USB EHCI problems

Nuno_Felicio · August 22, 2009, 11:50pm

Gerald ,

thanks for the info, have been in contact with other users of the omap
in other dev boards and from what i can see this is a matter in the
hardware, the OMAP and/or companion chips are the problem, theres one
thing that i sincerely don't understand, TI have created an wonderful
piece of hardware but it seems is unable to deliver a working EHCI
port... is that so complex in comparison with the rest?

I'm a bit frustrated at this moment.... thank GOD the board i'm using
have Ethernet port and WIFI on board..... i have run some tests and
surprise the EHCI in this board also fails ARGHHHHH....

Nuno

Gerald_Coley1 · August 23, 2009, 1:23am

Hot and cold die refer the amount of leakage a particular wafer has.
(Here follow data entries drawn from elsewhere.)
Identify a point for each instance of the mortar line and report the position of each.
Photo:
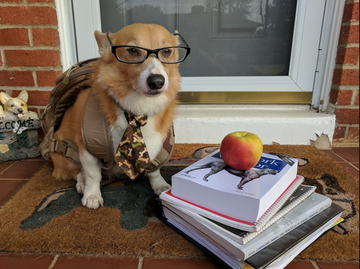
(345, 160)
(54, 261)
(315, 264)
(141, 262)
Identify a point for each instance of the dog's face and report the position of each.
(16, 105)
(151, 80)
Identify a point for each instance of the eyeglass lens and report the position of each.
(166, 55)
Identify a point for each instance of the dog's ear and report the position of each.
(24, 96)
(4, 97)
(103, 44)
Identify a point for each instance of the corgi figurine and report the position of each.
(15, 107)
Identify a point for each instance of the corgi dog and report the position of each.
(14, 108)
(137, 72)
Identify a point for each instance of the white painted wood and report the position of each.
(328, 51)
(286, 126)
(66, 33)
(87, 19)
(306, 42)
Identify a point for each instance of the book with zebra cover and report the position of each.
(244, 195)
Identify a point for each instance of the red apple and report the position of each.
(241, 150)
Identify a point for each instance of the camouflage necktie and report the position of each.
(132, 155)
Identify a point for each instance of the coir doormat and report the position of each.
(46, 215)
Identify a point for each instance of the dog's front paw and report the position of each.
(92, 201)
(80, 187)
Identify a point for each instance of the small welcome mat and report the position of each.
(46, 215)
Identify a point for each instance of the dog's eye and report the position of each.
(166, 52)
(134, 52)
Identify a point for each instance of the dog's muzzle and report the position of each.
(155, 83)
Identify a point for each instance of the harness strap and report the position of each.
(97, 140)
(95, 132)
(65, 148)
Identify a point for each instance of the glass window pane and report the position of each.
(227, 37)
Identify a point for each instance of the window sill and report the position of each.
(283, 124)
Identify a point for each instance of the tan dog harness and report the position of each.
(94, 129)
(95, 133)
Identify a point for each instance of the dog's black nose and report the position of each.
(155, 82)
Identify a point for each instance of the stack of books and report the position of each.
(259, 218)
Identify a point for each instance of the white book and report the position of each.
(301, 240)
(306, 210)
(233, 222)
(243, 237)
(243, 195)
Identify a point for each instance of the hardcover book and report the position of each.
(303, 212)
(306, 210)
(276, 256)
(233, 222)
(244, 195)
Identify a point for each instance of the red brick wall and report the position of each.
(345, 90)
(29, 49)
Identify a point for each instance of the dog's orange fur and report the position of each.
(117, 79)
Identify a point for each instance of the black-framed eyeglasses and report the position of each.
(137, 55)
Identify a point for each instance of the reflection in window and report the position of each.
(227, 37)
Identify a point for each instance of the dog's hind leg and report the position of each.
(63, 168)
(157, 182)
(91, 176)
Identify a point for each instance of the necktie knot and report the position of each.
(132, 155)
(135, 120)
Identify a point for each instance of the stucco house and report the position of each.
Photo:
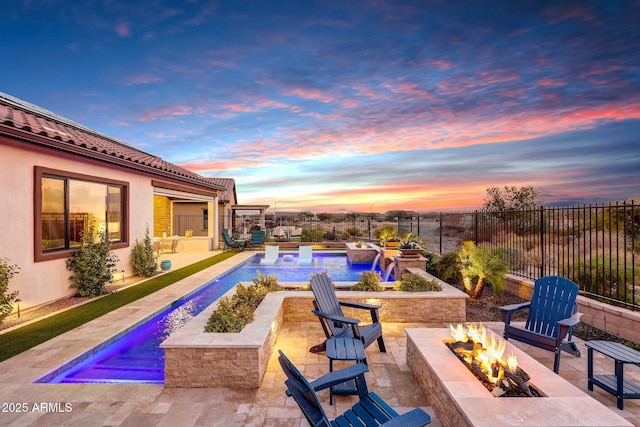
(58, 176)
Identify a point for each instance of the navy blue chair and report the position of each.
(552, 315)
(335, 325)
(371, 410)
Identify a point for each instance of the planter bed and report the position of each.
(194, 358)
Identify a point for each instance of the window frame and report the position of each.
(39, 173)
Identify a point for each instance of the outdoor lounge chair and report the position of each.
(334, 323)
(552, 315)
(270, 255)
(305, 255)
(229, 243)
(370, 410)
(257, 239)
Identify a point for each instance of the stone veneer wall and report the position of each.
(617, 321)
(434, 390)
(194, 358)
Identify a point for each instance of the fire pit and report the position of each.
(459, 399)
(483, 355)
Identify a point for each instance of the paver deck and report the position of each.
(154, 405)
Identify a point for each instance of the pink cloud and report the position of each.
(141, 79)
(313, 94)
(165, 112)
(551, 82)
(122, 29)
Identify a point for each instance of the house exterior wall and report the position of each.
(162, 215)
(45, 281)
That is what smart reflex does It sets the voltage based on how much current it needs. Hot die consumes more current. I agree on your typical noise analysis, except in this case it looks as if the noise is a result of the need for instantainous current from OMAP when all of these different things switch at once. This puts a spike back out onto to the 1.8V rail which causes the SMSC PHY to lock up. Depending on the current consumption of the OMAP, based on Hot or Cold die, DRAM activity, processor speed, etc. there may or may not be an issue. We do not see this issue on all boards. If we have a bad board, say per your thoughts a crappy layout, and we replace the processor, it works. No more issue. So, how did this fix the layout?

We have checked all the timings over the last four months until we are blue in the face. No issue on the SMSC side or the OMAP side. This is not your typical noise issue. We already use low ESR capacitors, just like the datasheet says for the TPS65950. If I increase the capacitance to say 33Uf on a very bad board, it fixes it on 60% of the boards we try this on, but not all of the boards. If we enable smart reflex on VDD2, it fixes this on some boards, but not all boards. If we lower the frequency of the ARM to say 250MHz, it seems to fix it on mostboards. Obviously this is not an option.
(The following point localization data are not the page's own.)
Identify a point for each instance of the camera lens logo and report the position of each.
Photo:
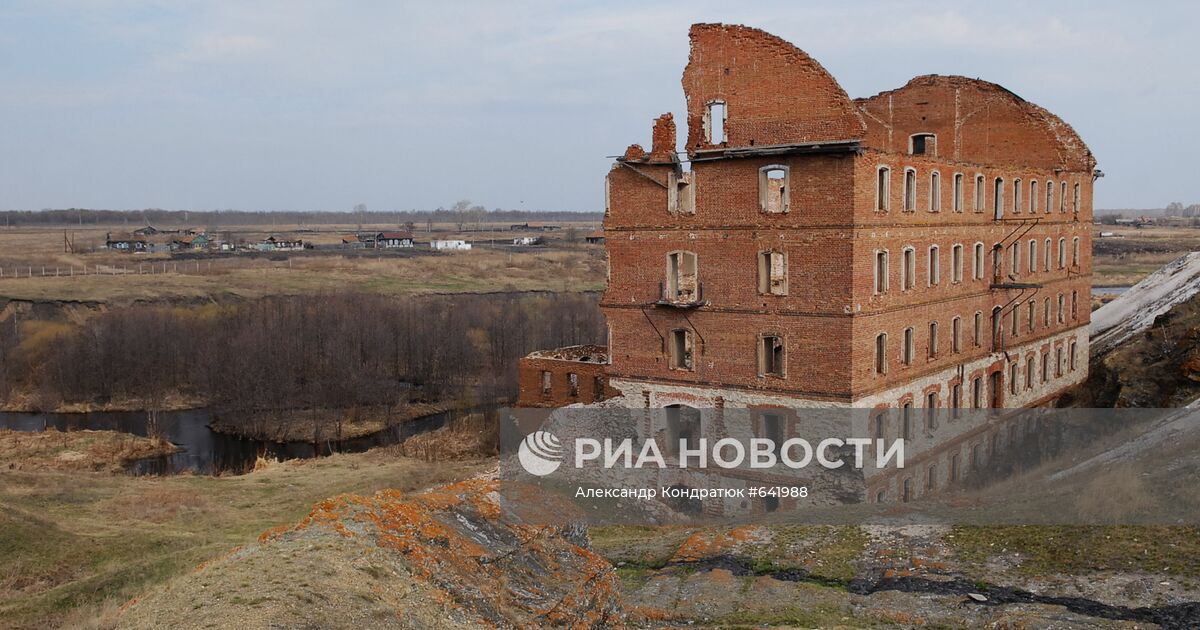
(540, 453)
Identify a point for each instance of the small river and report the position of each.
(204, 450)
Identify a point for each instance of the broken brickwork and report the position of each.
(813, 231)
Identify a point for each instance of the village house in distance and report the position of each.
(928, 246)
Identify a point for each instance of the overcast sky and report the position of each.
(400, 105)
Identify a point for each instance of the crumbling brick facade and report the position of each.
(827, 251)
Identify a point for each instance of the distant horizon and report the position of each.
(294, 103)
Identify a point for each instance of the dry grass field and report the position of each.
(1133, 253)
(77, 546)
(493, 265)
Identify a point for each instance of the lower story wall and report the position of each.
(544, 382)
Also, you can’t think of race conditions as an issue. OMAP is nothing but a race. With the ARM, MMU, SGX, DRAM, LCD, EHCI all running at different frequencies, there is always a point where everything can be switching at once. The only area we see an issue is on the EHCI. We know that in some cases the port only fails if you are running the SGX (More current) at the same time. OMAP EHCI is not locking up because a reset does not clear. It requires a power cycle. We do have a SW fix that will unlock the PHY and restore the port, but I ma not in favor of that one. I would rahter stop th econdition all together.

So, we are fighting to find the fix that fixes it on all boards. That is what is taking so long to get to the bottom of this one. Just for the record, the Beagle is not the board with this issue. In fact, Beagle is more stable than most of the other boards.

Gerald

Gerald_Coley1 · August 23, 2009, 1:54am

I have explained the situation many times here. It is not based on the complexity of EHCI. It is sysem level issue with many many facets.

Gerald

Howard_Harte · August 23, 2009, 3:56am

Did you try a 1uF ceramic cap in parallel with the low ESR 33uF cap? Or two 16uF caps in parallel to lower the ESR even more? That is definitely a difficult issue to solve. Good luck with it.

-Howard

John_USP · August 23, 2009, 6:49am

Also, you can’t think of race conditions as an issue. OMAP is nothing but a race. With the ARM, MMU, SGX, DRAM, LCD, EHCI all running at different frequencies, there is always a point where everything can be switching at once. The only area we see an issue is on the EHCI. We know that in some cases the port only fails if you are running the SGX (More current) at the same time. OMAP EHCI is not locking up because a reset does not clear. It requires a power cycle. We do have a SW fix that will unlock the PHY and restore the port, but I ma not in favor of that one. I would rahter stop th econdition all together.

The race condition I’m referring to is one where one circuit is driving a logic 0 and then is supposed to tristate before another circuit drives that same circuit to a logic 1 or visa versa. In some cases, there is insufficient dead time because of stray capacitance or saturated drive circuits, etc. In this case, both circuits are in conflict and cause a large current spike and potentially cause a ground circuit bounce. This causes all the circuits sourcing current from that ground pin to act irregularly. What you would be looking for is not just noise in the 1.8V plane, but also noise in the ground plane itself. Decoupling capacitors cannot deal with this situation.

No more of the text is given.